The research Robyn has conducted so far has found strong evidence that midwives who feel supported and adequately acknowledged for the work they do are less likely to experience burnout.

Manage each team member individually

“This is something that sounds simple but can be important. As a manager or colleague, you can make a big difference to how someone feels at work by letting them know they did a great job. Check on your colleagues and support them. This can be different for everyone, and we should be asking people what they need to feel supported.”

Strategies for preventing burnout

  • Ask your colleagues if they noticed signs you are not coping
  • Review your patient load – if you are dealing with a lot of loss, ask for a shift of focus
  • Speak up – tell your managers and colleagues how you are faring
  • Support and seek the support of others – don’t ‘cope’ alone
  • Manage as you would like to be managed – tell your team they are doing a great job

Preventing burnout in midwives – Robyn reflects

“The big question to consider in preventing burnout is looking at the whole profession and how we do midwifery. We need to look at what is causing midwives harm and leading to so many midwives experiencing burnout. 

We know that there is a strong correlation between burnout and midwives leaving the workforce. We assist midwives to stay in the profession if we look at the big picture and find ways to support our midwives so that they enjoy their work and feel satisfied and valued. 

There are many factors to consider and areas for improvement. This could be rethinking shift work and workloads, including how much physical work a midwife does on a shift and if that is a problem.
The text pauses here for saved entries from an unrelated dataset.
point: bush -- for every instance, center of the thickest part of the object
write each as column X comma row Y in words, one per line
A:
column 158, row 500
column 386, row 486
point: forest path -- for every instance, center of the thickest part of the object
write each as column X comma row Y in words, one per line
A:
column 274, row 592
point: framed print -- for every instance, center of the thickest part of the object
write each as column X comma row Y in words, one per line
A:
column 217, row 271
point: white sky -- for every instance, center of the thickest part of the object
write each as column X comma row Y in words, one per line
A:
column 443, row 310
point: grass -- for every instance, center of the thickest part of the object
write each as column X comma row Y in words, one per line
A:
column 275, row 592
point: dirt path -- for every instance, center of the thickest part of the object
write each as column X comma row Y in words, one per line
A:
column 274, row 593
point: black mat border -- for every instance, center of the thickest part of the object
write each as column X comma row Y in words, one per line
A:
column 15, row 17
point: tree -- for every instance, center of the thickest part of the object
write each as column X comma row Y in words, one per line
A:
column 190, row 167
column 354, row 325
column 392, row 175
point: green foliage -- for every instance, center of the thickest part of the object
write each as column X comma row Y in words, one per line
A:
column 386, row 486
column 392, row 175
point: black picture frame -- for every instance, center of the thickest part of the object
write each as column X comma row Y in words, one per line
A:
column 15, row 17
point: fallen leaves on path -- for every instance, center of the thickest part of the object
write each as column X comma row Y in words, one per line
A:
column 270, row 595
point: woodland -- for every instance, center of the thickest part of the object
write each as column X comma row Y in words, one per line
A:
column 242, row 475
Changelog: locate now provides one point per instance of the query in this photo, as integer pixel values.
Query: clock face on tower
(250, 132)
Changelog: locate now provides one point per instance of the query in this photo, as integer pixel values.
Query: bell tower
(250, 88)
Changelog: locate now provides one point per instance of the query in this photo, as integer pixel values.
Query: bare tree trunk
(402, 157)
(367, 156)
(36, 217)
There is also the long-term financial security for our midwives, many of whom work part time and might also take time off to have their own children. 

We need to think about how we can enable midwives to create good quality care while also supporting them to remain healthy and happy. We are very philosophically driven as a profession and while we would like to be paid more that is not a defining feature of the job. We are in these jobs because we want to support the mothers bringing new life into the world.

I see a role for the Nurse and Midwives National Health Program in relation to preventing burnout. Midwives need the opportunity to talk about their experiences. If this service is available for a midwife to call in those urgent moments when they can’t get support at work, it could make a real difference. 

It can also be better to talk to someone outside of work. That is  why clinical supervision is good because it is someone outside of your immediate workplace and they can give an outside perspective. These options provide someone who can focus on you and what you need.  

I would prefer to find a solution to prevent burnout all together rather than manage it. We need to go big picture and stop individualising the issue. It is a national and global problem and the profession itself needs to change. It will take an all of sector approach and there is no single solution but a range of things we can do.”